Birth, upbringing and education: 1830 - 1845

Italian exiles

Christina Rossetti was born in London on December 5th 1830. She was the fourth child of Gabriele Rossetti, an Italian poet and political exile and Frances Mary Lavinia Polidori, the daughter of an Italian exile. She had two brothers, William Michael and Dante Gabriel and one sister, Maria.

Early influences

Gabriele RossettiAs a teacher of Italian at Kings College, London, Gabriele Rossetti entertained many scholars and writers at his home. His children grew up speaking both Italian and English and were encouraged to appreciate art and literature. Gabriele taught and wrote a book on Dante’s writings and introduced his children to the work of the medieval poet.

More on Dante: Dante Alighieri was born in 1265 and died in 1321. He had a very active early adulthood which saw him fall passionately in love and involve himself in the politics of his native city, Florence. In 1301, he was exiled from Florence for his beliefs and lived the rest of his life in Rome.

During his time in exile, he wrote The Divine Comedy. This was written in a form of poetic verse called terza rima, which Christina Rossetti often uses in her own poetry. It describes Dante's journey through hell, purgatory and paradise, guided first by the Roman poet Virgil and then by Beatrice, the subject of his love. It has gone on to become one of the most significant books in Western literature. Between 1875 and 1876, Rossetti attended a course of lectures on Dante at University College London. And also wrote two magazine articles about Dante.

Education

Frances educated Maria, Gabriel, William Michael and Christina at home. In the 1830s and 1840s, when Christina Rossetti was growing up, school education was not compulsory.
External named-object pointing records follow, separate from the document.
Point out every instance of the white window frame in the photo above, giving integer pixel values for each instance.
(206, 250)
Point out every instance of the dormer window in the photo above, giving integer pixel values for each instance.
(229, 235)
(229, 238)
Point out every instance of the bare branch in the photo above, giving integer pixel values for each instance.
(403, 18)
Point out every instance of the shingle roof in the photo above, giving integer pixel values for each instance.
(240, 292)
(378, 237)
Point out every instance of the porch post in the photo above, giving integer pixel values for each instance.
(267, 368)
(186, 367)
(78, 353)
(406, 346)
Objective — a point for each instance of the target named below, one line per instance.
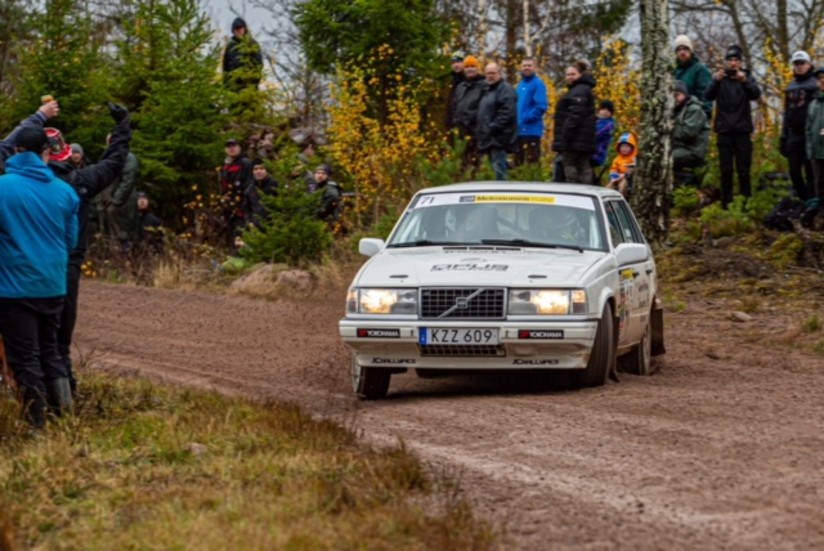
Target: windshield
(500, 218)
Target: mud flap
(658, 328)
(613, 370)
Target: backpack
(781, 216)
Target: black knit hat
(734, 51)
(32, 139)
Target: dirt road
(724, 448)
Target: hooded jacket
(575, 118)
(697, 77)
(38, 229)
(797, 98)
(532, 104)
(690, 134)
(497, 126)
(622, 163)
(733, 112)
(242, 54)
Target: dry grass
(146, 467)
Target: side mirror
(369, 246)
(631, 253)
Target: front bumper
(396, 344)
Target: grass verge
(141, 466)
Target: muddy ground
(723, 448)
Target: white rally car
(505, 275)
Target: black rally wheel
(602, 356)
(370, 383)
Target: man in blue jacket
(532, 104)
(38, 229)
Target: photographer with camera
(732, 89)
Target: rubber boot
(59, 392)
(34, 407)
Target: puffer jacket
(797, 98)
(690, 134)
(467, 98)
(575, 118)
(815, 128)
(697, 77)
(497, 126)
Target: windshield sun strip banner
(441, 199)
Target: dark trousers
(818, 187)
(529, 150)
(29, 329)
(801, 169)
(735, 154)
(68, 319)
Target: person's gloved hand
(118, 112)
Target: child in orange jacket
(620, 173)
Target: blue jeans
(498, 159)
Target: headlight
(382, 301)
(547, 302)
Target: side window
(632, 233)
(616, 235)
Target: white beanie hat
(683, 40)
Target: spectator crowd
(52, 197)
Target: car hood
(469, 266)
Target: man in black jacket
(235, 177)
(87, 182)
(797, 98)
(465, 109)
(732, 89)
(242, 59)
(496, 132)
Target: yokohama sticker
(379, 333)
(547, 334)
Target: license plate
(445, 335)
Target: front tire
(370, 383)
(602, 357)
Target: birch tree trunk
(653, 180)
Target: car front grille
(464, 350)
(463, 303)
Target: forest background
(367, 79)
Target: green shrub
(292, 234)
(686, 201)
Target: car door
(638, 277)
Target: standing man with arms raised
(497, 130)
(87, 182)
(38, 228)
(532, 105)
(732, 89)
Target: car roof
(532, 187)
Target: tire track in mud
(724, 448)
It was not until 1870 that an education act was created and all children under the age of 12 were required to attend school. Rossetti and her siblings were fortunate enough to have well-educated parents who believed in encouraging girls in their reading and writing skills. However, many were less fortunate (for more information on education in Victorian England see The world of Victorian writers > Education in Victorian England).
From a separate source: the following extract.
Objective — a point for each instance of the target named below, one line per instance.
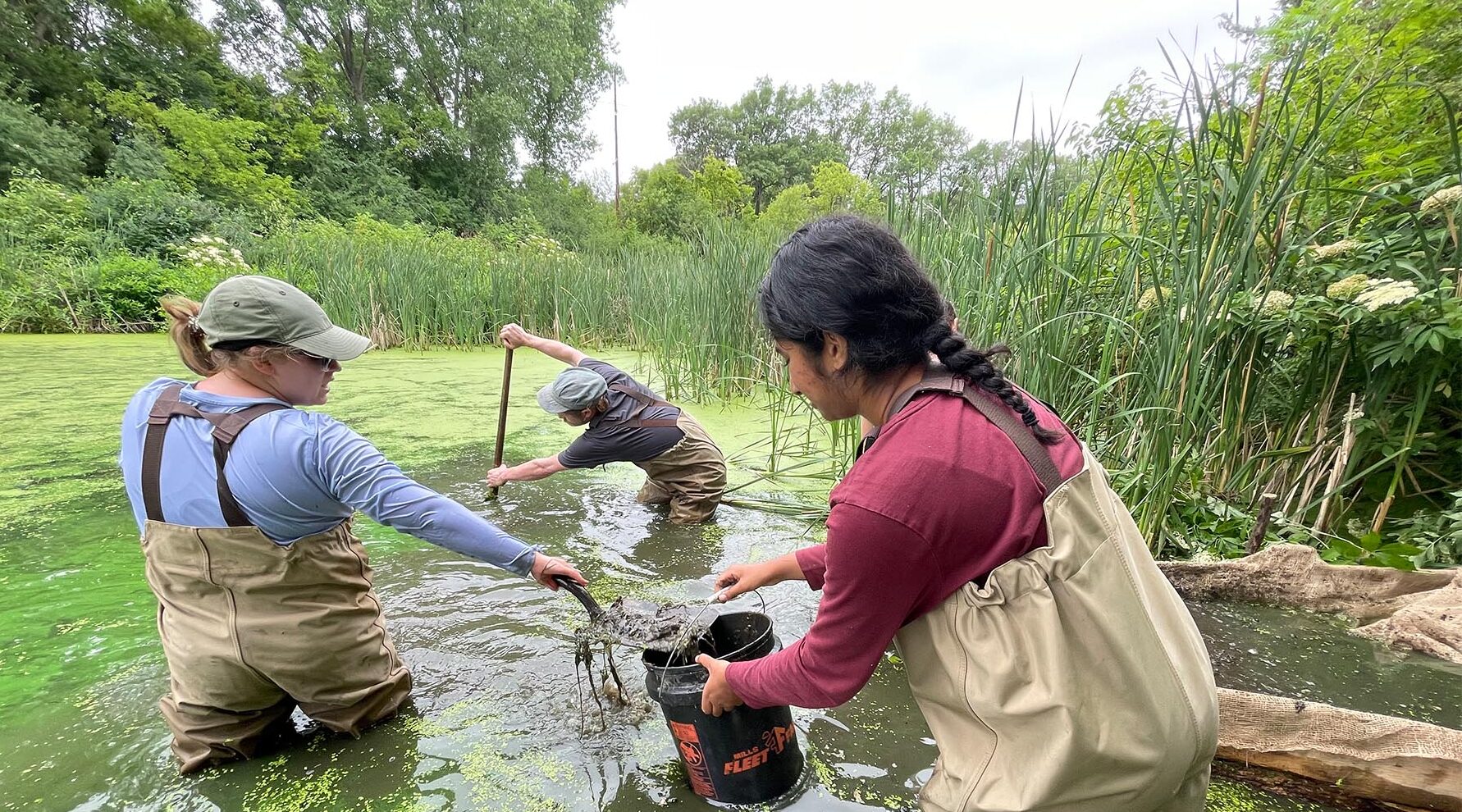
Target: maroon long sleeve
(940, 500)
The Rossetti children were all avid readers and writers. They especially enjoyed reading The Tales of Arabian Nights and playing ‘bouts rimes’, a sonnet writing competition that Rossetti describes in her short story, Maude: A story for girls which she wrote in 1850 when she was 20.

More on bouts rimes: Bouts rimes are words or syllables, often given as rhymes at the end of each line of a sonnet. In the game that the Rossetti children enjoyed, these words or syllables would first be decided and then the other parts of the lines were supplied by each player in a race against time.

City and country life

As children growing up in the increasingly industrialised city of London (see The world of Victorian writers > The impact of industrialisation), Rossetti and her siblings enjoyed frequent trips to their maternal grandfather’s house in Holmer Green in Buckinghamshire. Here, they were surrounded by orchards and a variety of animals not to be found in the city. Rossetti reflects on her own childhood in her 1872 volume of poetry, Sing-Song: A Nursery Rhyme Book. Here, she gives the impression that it was both full of opportunities to appreciate the beauty of Nature, but also tinged with sadness as she recognises that childhood is a time when an awareness of death first develops. This awareness is significant when considering Rossetti’s poems about death. In the mid nineteenth-century, it is likely that most children would have watched at least one sibling, if not parent, die. Without the knowledge about the spread of germs that we have today, disease spread rapidly and the child mortality rate was high.

Mother and daughter

Christina and FrancesAll of Rossetti’s books of poetry were dedicated to her mother, with whom she lived all her life. She acknowledges the shaping influence that her mother Frances had on her life and work, in a sonnet she wrote for her. She used this sonnet to preface her fourth volume of poetry, A Pageant and Other Poems:

 

To my first love, my Mother, on whose knee
I learnt love-lore that is not troublesome;
Whose service is my special dignity,
And she my loadstar while I go and come.